Photopoetry Books Project

Now seems a good time to report on an interesting Digital Humanities project which has been developing in the Library over the last few months.

I've been in discussion with School of English PhD student Michael Nott about the possibility of setting up a website to display digital copies of late nineteenth- and early twentieth-century photopoetry books, a distinctive category of books which use photographs to illustrate, often very beautifully, the poems which constitute their printed text. Michael is currently researching this topic for his thesis and is well-placed to provide an expert commentary for such a website.

We've been fortunate in being granted some Library funds to purchase, via our Rare Books staff in Special Collections, a number of out-of-copyright English language photopoetry books published between 1856 and 1921, along with some additional funds to pay for the scanning and uploading to our Islandora repository of the books themselves. Work on this stage of the project was quite intensive last summer, with two members of Library staff, Carys Adamson and Elaine Miller, being trained to operate the Special Collections Bookeye scanners and to process the ingestion of the resulting digital pages into Islandora. Thanks to their dedication and enthusiasm, we have to date fully digitised 38 books. This 1872 copy of Schiller's Song of the Bell, translated by W. H. Furness, with albumen print reproductions of illustrations by C. Jaeger and A. Mueller, is an example of a finished product.
Schiller's Song of the Bell.  Photo PT2473.A3F8.  Click image to view book
4th Year Computer Science student Callum Kenny is now working to create a website which will not only display these digital books, but will also allow interaction with the material by means of linked data. We hope that the website will be more than just a series of static webpages, but rather a truly interactive resource for all things photopoetry, and we are delighted that Callum has agreed to take this task on as his final-year project. He will work with Michael to make it possible for queries to the site to trigger multiple linkages, for connections to be made, for example, to other works by each photographer and poet, to biographies of the creative artists, to institutions or sites where the photographers' collections are held, to information about the places and people photographed, or about the verse forms or photographic media used.

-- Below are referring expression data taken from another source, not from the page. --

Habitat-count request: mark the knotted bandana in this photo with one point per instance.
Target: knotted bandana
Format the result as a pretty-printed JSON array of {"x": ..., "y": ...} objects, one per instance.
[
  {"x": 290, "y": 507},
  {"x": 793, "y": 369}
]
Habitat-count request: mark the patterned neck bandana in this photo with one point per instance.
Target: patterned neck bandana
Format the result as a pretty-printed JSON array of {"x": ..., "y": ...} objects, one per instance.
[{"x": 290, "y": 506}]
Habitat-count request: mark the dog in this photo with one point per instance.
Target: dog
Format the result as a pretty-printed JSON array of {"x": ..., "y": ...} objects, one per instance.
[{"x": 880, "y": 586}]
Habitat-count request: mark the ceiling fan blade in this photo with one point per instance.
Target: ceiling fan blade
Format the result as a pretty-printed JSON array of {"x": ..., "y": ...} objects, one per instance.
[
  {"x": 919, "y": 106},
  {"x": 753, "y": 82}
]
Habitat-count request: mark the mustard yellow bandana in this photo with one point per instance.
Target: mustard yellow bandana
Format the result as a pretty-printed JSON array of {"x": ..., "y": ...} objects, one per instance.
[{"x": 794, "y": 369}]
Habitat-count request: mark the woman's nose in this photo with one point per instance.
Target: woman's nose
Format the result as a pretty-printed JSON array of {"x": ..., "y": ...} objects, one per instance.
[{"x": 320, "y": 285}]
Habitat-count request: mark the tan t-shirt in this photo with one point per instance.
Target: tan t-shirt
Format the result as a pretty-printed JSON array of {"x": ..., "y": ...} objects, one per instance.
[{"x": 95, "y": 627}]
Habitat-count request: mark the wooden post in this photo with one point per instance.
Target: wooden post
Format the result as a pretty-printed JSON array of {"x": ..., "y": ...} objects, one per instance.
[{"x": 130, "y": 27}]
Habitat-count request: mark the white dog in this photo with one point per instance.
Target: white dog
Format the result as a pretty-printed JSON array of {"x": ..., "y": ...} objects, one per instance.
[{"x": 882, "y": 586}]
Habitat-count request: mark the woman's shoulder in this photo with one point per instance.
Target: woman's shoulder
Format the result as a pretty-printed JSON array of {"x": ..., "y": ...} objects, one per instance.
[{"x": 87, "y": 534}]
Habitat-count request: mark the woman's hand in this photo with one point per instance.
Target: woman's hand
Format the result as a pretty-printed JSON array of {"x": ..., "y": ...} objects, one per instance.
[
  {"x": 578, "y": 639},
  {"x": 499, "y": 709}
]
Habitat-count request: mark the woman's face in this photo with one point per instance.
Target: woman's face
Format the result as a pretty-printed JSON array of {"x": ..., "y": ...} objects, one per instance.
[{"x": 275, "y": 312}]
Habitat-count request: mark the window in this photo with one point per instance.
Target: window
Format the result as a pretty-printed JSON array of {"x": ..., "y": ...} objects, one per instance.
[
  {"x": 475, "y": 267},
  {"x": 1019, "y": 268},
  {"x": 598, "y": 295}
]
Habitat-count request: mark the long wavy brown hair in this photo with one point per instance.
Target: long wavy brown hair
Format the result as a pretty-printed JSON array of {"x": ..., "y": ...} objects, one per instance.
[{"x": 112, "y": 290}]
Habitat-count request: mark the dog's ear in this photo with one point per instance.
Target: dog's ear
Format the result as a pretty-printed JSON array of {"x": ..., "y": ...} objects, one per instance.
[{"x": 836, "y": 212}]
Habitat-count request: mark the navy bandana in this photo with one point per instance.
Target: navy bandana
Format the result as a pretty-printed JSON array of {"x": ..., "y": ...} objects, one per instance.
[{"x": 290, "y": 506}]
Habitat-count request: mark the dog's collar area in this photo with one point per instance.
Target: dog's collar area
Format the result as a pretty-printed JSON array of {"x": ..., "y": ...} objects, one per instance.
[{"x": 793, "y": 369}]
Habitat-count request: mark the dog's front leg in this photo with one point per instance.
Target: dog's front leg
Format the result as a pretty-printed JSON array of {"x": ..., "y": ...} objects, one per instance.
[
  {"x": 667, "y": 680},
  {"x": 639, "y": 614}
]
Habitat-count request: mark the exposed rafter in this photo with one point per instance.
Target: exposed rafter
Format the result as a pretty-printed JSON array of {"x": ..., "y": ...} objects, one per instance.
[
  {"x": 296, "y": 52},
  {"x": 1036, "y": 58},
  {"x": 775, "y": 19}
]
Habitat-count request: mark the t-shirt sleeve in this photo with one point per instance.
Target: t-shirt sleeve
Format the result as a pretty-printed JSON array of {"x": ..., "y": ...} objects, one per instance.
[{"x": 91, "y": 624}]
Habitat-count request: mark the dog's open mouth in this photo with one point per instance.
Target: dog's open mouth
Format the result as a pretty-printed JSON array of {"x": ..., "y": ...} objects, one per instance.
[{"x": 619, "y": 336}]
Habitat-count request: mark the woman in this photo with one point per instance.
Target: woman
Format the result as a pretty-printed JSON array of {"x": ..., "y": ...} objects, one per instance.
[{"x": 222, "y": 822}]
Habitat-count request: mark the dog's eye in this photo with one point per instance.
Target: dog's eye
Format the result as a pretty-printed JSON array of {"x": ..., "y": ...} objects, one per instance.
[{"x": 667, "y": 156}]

For me this is an extremely interesting and challenging entry into the world of linked data, and I am finding Linked Data for Libraries, Archives and Museums by Seth van Hooland and Ruben Verborgh (Facet, 2014) a timely and helpful read.  It will, I think, take several more months for the completed project to see the light of day, but it’s encouraging to note its progress so far and to see this small but effective team of people working so well together.